Phishing bancaire : vers le remboursement immédiat des victimes ?

Une opinion rendue par l’avocat général de la Cour de justice de l’Union européenne (CJUE) pourrait rebattre les cartes dans la gestion des fraudes bancaires liées au phishing.

Selon cette analyse juridique, les banques devraient rembourser immédiatement les transactions non autorisées, même lorsque la victime a commis une erreur, sauf en cas de soupçon de fraude. Si elle n’est pas encore contraignante, cette position pourrait orienter la future décision de la juridiction européenne.

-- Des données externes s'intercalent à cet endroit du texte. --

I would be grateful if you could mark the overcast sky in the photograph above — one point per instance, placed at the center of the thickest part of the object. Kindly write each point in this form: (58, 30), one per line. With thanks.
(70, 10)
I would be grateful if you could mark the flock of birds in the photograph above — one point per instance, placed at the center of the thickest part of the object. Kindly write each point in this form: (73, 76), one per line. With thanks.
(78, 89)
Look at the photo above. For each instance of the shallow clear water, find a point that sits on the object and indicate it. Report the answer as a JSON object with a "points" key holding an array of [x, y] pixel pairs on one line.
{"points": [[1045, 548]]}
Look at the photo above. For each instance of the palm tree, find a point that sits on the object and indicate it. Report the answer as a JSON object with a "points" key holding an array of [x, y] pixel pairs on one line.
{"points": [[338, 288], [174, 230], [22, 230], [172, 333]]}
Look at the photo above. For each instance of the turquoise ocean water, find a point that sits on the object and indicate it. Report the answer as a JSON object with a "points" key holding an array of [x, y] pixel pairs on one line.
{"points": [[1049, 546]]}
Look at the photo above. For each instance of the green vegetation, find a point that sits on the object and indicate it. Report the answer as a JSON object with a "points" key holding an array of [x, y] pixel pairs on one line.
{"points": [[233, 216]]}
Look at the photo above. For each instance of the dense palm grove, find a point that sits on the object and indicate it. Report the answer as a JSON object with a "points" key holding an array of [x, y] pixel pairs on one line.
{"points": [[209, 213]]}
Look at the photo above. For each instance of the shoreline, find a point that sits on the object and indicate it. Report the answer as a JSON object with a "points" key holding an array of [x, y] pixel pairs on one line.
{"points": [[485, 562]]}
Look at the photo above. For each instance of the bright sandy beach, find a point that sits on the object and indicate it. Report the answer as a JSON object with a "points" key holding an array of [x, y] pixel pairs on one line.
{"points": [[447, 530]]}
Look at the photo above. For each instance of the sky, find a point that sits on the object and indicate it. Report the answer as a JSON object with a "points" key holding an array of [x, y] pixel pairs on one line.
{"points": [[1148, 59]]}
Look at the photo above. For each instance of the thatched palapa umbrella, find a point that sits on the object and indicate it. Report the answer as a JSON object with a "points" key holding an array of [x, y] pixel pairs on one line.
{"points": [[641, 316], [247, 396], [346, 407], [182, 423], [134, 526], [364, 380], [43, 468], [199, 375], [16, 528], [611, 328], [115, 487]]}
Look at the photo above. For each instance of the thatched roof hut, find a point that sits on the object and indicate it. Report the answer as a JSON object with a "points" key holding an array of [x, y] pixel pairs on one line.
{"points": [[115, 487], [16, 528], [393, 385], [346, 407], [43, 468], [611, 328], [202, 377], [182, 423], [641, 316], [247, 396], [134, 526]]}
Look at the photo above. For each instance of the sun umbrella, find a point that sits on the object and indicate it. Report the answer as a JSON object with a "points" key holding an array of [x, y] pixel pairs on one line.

Une fraude par phishing à l’origine du litige

L’affaire à l’origine de cette opinion provient de Pologne. Le tribunal de district de Koszalin a saisi la CJUE dans le cadre d’un litige opposant la banque PKO BP S.A. à l’un de ses clients.

Ce dernier avait mis en vente un objet sur une plateforme d’enchères en ligne lorsqu’un fraudeur l’a contacté et lui a transmis un lien malveillant. La page imitait l’interface de connexion de sa banque. En saisissant ses identifiants, le client a involontairement donné accès à son compte, permettant l’exécution d’un paiement non autorisé.

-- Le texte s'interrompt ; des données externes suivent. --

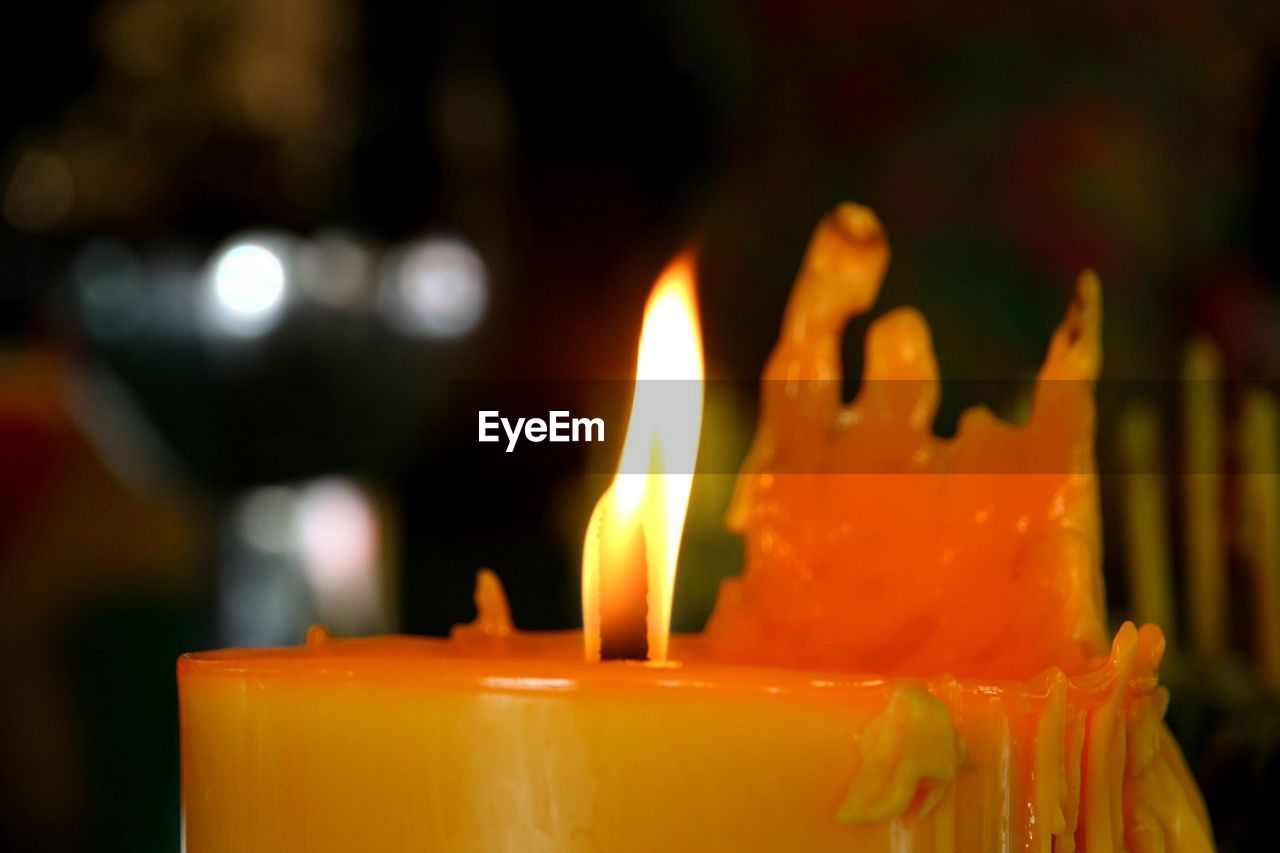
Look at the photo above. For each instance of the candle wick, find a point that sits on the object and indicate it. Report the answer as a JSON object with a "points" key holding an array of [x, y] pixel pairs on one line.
{"points": [[625, 597]]}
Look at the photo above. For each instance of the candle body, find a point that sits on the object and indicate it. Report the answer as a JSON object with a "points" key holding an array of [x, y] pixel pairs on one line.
{"points": [[415, 744]]}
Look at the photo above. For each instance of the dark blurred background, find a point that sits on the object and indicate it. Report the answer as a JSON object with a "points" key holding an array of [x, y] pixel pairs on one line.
{"points": [[247, 250]]}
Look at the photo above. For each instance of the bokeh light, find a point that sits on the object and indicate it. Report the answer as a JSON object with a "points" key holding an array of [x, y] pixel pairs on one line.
{"points": [[247, 286], [435, 288]]}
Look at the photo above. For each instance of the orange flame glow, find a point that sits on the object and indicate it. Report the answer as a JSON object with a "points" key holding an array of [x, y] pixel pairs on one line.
{"points": [[632, 539]]}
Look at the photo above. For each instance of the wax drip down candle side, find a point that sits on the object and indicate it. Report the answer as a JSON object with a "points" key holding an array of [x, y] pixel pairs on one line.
{"points": [[914, 657]]}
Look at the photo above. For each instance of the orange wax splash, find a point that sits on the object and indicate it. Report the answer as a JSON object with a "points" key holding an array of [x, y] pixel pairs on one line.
{"points": [[873, 544]]}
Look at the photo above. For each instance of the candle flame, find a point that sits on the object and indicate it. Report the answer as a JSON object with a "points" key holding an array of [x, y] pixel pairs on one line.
{"points": [[632, 539]]}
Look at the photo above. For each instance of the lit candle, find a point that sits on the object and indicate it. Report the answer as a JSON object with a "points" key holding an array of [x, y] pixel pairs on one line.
{"points": [[914, 658]]}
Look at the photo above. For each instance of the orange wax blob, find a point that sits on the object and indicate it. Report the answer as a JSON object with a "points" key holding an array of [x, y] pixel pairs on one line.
{"points": [[874, 546]]}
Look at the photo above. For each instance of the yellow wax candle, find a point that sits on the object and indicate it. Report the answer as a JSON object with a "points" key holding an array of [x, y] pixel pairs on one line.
{"points": [[1202, 498], [913, 660], [1260, 486], [1146, 518]]}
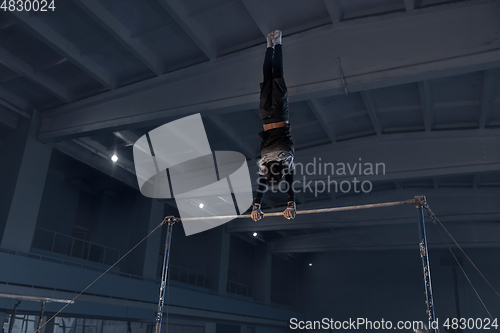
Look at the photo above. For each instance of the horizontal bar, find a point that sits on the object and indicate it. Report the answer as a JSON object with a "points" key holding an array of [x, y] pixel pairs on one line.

La transaction frauduleuse a été signalée le lendemain à la banque et à la police. Les fraudeurs n’ont pas été identifiés et la banque a refusé de rembourser les fonds, estimant que la négligence du client était à l’origine de la perte. Le client a alors saisi la justice.

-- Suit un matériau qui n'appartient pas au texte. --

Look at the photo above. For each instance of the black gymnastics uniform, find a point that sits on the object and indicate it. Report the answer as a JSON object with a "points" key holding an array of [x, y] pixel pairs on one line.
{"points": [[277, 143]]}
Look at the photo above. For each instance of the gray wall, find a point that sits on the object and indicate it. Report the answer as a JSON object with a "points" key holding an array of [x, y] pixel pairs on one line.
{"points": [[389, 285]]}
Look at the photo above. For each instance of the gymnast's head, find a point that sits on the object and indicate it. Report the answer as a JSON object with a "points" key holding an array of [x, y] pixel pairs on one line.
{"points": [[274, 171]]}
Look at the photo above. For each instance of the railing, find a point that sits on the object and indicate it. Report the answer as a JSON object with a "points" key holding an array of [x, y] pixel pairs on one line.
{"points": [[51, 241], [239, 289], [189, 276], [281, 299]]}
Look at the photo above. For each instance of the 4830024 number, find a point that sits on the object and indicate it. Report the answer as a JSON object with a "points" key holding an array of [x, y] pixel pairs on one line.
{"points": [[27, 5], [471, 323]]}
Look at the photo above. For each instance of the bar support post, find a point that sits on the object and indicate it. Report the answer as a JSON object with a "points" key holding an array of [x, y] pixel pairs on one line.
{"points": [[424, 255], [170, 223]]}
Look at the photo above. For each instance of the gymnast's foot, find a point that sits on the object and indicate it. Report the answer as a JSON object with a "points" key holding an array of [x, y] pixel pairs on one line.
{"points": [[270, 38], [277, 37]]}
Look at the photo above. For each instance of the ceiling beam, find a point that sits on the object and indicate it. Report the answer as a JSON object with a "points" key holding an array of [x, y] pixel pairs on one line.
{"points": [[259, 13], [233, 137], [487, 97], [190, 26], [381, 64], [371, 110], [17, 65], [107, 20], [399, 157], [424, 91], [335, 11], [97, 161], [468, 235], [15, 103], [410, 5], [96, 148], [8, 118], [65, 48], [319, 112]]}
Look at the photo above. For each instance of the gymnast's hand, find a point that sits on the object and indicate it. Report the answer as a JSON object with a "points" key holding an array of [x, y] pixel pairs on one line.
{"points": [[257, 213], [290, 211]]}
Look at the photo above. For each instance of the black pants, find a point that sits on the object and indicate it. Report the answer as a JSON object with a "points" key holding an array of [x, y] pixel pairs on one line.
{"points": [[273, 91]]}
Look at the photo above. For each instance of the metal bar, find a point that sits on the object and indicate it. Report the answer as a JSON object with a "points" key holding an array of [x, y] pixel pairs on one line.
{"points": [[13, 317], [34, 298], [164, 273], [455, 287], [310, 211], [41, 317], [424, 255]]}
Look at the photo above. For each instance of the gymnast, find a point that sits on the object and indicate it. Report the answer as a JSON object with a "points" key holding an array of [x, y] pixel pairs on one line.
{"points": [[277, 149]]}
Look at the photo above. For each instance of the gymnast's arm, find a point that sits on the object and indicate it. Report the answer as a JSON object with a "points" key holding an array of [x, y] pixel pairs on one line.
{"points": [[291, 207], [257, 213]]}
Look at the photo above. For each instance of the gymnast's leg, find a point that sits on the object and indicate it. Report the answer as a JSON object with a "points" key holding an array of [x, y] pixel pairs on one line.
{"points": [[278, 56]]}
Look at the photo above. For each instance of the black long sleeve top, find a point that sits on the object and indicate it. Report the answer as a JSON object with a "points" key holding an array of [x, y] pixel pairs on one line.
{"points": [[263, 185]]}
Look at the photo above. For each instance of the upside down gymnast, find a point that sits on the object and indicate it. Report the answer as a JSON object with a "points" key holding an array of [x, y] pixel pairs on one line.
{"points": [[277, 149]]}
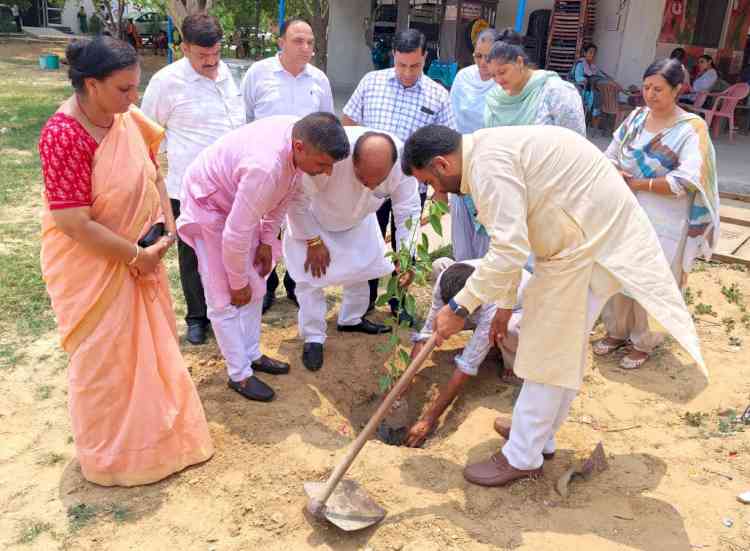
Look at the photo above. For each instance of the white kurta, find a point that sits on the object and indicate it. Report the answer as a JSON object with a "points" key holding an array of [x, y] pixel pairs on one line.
{"points": [[550, 192], [341, 210]]}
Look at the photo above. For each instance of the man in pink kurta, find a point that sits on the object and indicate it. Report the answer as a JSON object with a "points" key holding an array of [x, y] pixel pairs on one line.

PSD2 : le principe d’un remboursement immédiat

Dans son opinion rendue le 5 mars 2026, l’avocat général Athanasios Rantos estime que la directive européenne sur les services de paiement (PSD2) impose aux banques une obligation claire : rembourser immédiatement les transactions non autorisées.

Selon cette interprétation, l’établissement ne peut pas refuser ce remboursement au motif d’une supposée négligence du client. L’avocat général considère qu’un prestataire de services de paiement « doit, dans un premier temps, rembourser immédiatement le montant de la transaction non autorisée », sauf s’il dispose de « raisons sérieuses de soupçonner une fraude ».

Dans ce cas précis, ces soupçons doivent être formalisés et transmis par écrit à l’autorité nationale compétente. Cette lecture de la directive PSD2 vise à éviter que l’argument de la négligence soit utilisé par défaut pour bloquer un remboursement dès le début du litige.

La responsabilité du client examinée après le remboursement

L’opinion précise toutefois que la responsabilité du client n’est pas écartée pour autant. La banque peut toujours chercher à récupérer les sommes si elle parvient à démontrer que l’utilisateur a agi intentionnellement ou par négligence grave, notamment en ne respectant pas les obligations liées à la protection de ses données de sécurité personnalisées.

Dans ce cas, l’établissement peut demander au client de supporter la perte financière. Si celui-ci refuse de rembourser, la banque devra engager une action en justice pour obtenir le paiement.

Il faut noter que l’avis de l’avocat général ne constitue pas la décision finale de la Cour de justice de l’Union européenne. Il s’agit d’une recommandation adressée aux juges de la juridiction.